How to build Data Warehouse on Hadoop cluster (Part 1)
- 15 minsIn their business activities, business owners always need to make decisions, the right decisions will help the business stabilize and develop, on the contrary, wrong decisions will lead to losses or even bankruptcy. Business Intelligence (BI) is a system that synthesizes information, provides smart analytical reports, builds predictive models from data, allowing business owners to have a comprehensive view of their business, thereby making decisions that are beneficial to business operations. In this article, I will introduce to you about Data warehouse (DWH) which is likened to “stomach”, is the warehouse that stores all the data of the BI system, due to the capacity of the article, I will split it into 2 parts: Part 1 is the installation instructions, part 2 is the DWH application for a specific problem.
Contents
- Overview
- Design architecture
- Install Spark
- Install Postgresql
- Configuring Spark Thrift Server (Hive)
- Install DBT
- Install Superset
- Install Airflow
- Conclusion
I am currently consulting, designing and implementing data analysis infrastructure, Data Warehouse, Lakehouse for individuals and organizations in need. You can see and try a system I have built here. Please contact me via email: lakechain.nguyen@gmail.com. Thank you!
Overview
According to the definition from Oracle, Data Warehouse is a type of data management system designed to support analytical activities and business intelligence (BI). Data in a data warehouse is structured like a database, but there are some differences between the two systems as follows:
- Database is used for data collection purposes, used for daily activities, while DWH is used for data analysis.
- Data in the Database is added, edited, and deleted directly by applications, while data in DWH is imported from many different sources.
- Tables in the Database are designed in a standard form to avoid redundancy and ensure accuracy when adding, editing, and deleting, while in DWH data can be repeated for faster querying but limited when editing data.
- Database is optimized for queries that add, edit, delete, and comply with ACID to ensure data integrity, while DWH is optimized for complex, in-depth analytical and synthetic queries that do not always comply with ACID.
Design Architecture
There are many ways to design a Data Warehouse, it will depend on each person’s usage needs, here I rely on the technical descriptions of Dune Analyst a startup that provides Blockchain data analysis infrastructure, valued at up to 1 billion dollars in February 2022.
- DBT is a framework that allows developers to quickly build data models and data transformations using the familiar SQL language.
- HDFS acts as the data storage infrastructure for the entire system, providing high scalability, availability and fault tolerance.
- Spark is a computing framework that allows applications to run in parallel and distributed across multiple computers to increase efficiency in processing big data.

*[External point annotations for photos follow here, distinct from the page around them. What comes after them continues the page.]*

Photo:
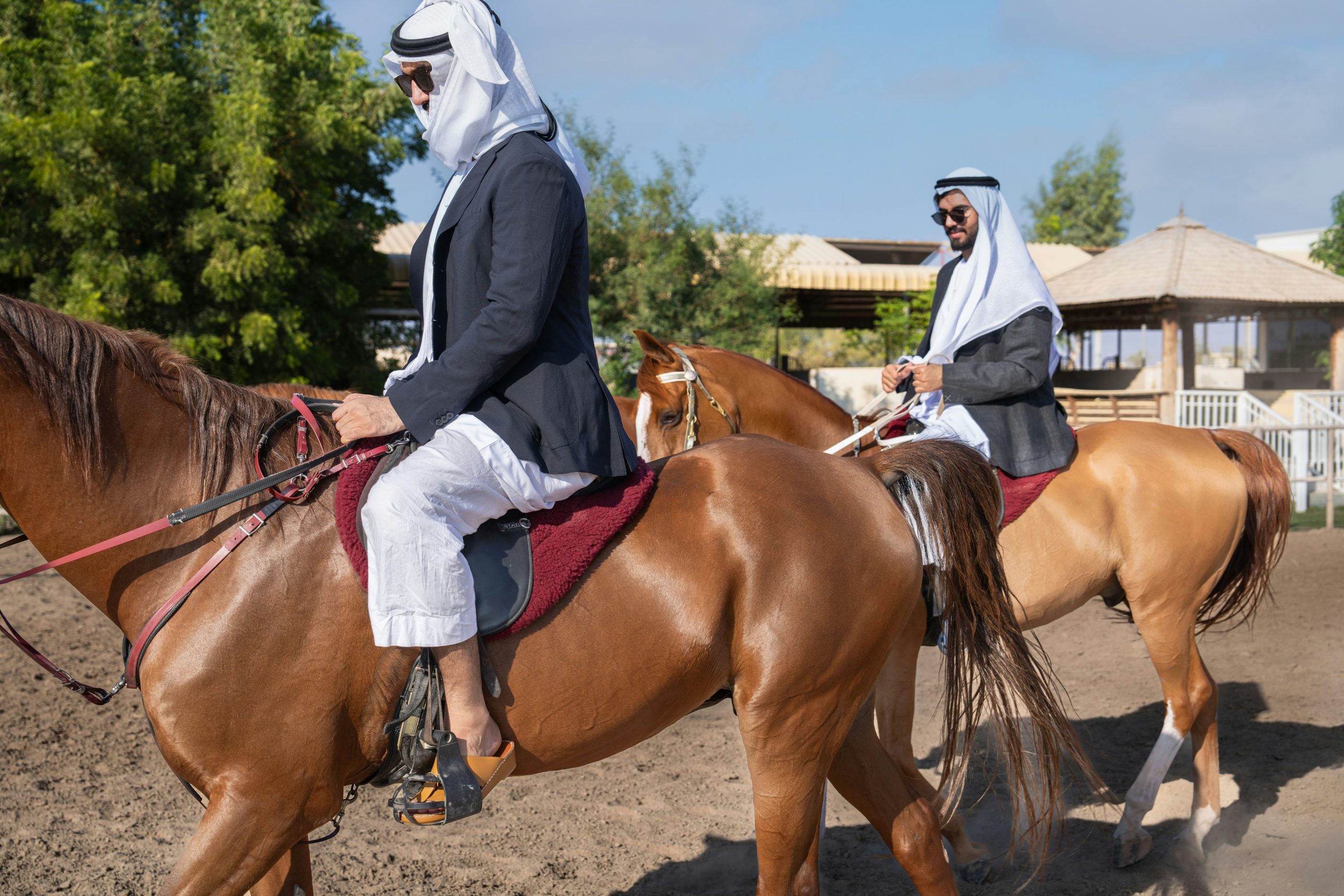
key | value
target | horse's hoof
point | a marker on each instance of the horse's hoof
(976, 872)
(1132, 849)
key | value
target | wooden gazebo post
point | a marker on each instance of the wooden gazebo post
(1171, 376)
(1338, 351)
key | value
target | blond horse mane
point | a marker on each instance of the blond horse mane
(70, 364)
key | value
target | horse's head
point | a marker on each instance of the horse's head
(682, 400)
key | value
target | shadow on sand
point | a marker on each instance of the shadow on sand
(1261, 757)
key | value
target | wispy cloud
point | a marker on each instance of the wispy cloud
(1148, 29)
(1257, 140)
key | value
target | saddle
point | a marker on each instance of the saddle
(499, 554)
(522, 566)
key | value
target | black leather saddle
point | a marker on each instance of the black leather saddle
(499, 555)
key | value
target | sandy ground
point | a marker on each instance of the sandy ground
(88, 806)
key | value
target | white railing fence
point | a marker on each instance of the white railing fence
(1211, 409)
(1320, 409)
(1304, 452)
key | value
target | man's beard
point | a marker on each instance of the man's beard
(968, 241)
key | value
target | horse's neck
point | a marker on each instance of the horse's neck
(150, 473)
(781, 406)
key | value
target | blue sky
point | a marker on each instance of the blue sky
(835, 117)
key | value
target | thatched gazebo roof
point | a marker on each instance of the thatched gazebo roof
(1187, 268)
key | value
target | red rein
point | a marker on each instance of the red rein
(287, 495)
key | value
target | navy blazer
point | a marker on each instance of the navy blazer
(510, 319)
(1003, 381)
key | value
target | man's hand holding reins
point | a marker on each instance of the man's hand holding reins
(925, 378)
(365, 417)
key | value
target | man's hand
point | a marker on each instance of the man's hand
(893, 374)
(365, 417)
(928, 378)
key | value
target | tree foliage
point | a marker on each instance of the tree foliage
(901, 323)
(212, 171)
(1330, 249)
(1085, 202)
(659, 267)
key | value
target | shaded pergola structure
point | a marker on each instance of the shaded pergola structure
(1182, 275)
(839, 282)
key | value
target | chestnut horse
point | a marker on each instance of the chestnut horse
(1183, 525)
(781, 574)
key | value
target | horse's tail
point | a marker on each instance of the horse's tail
(1245, 583)
(952, 501)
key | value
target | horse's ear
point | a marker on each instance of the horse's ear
(654, 349)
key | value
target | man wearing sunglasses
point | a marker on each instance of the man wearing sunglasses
(503, 395)
(982, 371)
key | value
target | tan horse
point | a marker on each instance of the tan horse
(1183, 525)
(268, 695)
(284, 392)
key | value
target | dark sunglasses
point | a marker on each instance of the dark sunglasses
(958, 215)
(420, 77)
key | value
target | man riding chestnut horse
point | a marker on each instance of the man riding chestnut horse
(983, 370)
(503, 394)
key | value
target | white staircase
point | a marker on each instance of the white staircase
(1303, 452)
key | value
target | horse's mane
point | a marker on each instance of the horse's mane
(69, 364)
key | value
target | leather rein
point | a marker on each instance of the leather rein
(691, 378)
(287, 487)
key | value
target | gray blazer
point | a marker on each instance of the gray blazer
(510, 319)
(1003, 379)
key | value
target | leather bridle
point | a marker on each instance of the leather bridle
(287, 487)
(691, 378)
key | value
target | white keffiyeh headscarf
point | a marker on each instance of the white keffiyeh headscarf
(999, 282)
(987, 292)
(481, 89)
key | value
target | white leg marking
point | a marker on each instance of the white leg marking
(642, 425)
(1144, 792)
(1199, 825)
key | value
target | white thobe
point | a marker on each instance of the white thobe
(954, 421)
(420, 587)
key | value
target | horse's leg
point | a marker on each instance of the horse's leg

Spark is hundreds of times faster than Mapreduce thanks to its ability to use RAM to store intermediate data instead of reading and writing them on hard drives.

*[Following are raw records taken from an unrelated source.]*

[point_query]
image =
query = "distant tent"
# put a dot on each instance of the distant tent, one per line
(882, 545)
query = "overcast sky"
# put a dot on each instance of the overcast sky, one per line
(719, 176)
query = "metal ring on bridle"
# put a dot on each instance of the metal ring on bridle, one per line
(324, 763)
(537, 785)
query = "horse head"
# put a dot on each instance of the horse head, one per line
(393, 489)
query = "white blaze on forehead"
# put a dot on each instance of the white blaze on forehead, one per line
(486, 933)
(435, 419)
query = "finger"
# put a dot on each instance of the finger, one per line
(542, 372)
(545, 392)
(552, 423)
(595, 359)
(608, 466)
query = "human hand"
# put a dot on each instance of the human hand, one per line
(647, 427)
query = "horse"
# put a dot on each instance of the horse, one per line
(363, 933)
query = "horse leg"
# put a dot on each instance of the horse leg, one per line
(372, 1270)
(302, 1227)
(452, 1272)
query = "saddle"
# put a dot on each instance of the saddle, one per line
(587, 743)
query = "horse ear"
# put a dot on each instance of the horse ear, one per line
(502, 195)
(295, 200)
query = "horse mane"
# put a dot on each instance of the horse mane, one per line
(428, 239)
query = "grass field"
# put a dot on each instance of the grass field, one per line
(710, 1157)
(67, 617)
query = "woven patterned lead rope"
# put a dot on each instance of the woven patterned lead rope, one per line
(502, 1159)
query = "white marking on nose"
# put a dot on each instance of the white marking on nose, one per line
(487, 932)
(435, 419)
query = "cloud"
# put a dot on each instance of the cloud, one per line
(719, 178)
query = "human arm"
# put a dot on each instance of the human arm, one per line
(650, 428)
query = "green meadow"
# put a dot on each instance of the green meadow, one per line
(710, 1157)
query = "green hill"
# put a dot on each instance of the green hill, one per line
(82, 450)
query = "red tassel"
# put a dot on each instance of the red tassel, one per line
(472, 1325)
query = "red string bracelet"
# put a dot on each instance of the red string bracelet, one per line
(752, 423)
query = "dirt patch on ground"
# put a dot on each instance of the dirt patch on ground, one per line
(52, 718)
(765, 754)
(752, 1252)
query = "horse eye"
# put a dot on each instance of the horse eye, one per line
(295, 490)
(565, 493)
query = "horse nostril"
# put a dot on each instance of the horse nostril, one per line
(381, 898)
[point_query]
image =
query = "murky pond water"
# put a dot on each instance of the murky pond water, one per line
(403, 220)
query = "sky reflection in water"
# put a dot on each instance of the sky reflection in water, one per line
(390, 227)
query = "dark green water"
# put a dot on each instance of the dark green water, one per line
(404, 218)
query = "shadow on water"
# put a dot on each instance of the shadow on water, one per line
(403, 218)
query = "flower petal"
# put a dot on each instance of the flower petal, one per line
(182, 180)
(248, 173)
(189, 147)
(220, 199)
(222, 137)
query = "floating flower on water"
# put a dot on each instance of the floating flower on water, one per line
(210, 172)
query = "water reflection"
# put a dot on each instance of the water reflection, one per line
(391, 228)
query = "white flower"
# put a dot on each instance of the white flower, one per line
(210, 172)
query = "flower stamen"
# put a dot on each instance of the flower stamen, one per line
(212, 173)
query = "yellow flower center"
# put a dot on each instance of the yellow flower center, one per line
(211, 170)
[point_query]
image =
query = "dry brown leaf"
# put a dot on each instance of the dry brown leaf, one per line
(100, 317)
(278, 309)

- Hive in this system acts as an interface layer that allows other applications to use Spark and HDFS using SQL language.
- Postgresql is the database that stores Metadata for Hive.
- Superset is a tool to present data in the form of tables and charts in analytical dashboards.
- Airflow provides the ability to manage, schedule workflow execution, automate processes, support developers to monitor and detect errors, especially in complex, interdependent processing flows.
Install Spark
Go to Spark’s homepage here to get the download link. At the time of writing this article, the latest version of spark is 3.3.4, but when testing, I found that this version is not compatible with DBT and Hive, so I used a lower version of spark, 3.3.2.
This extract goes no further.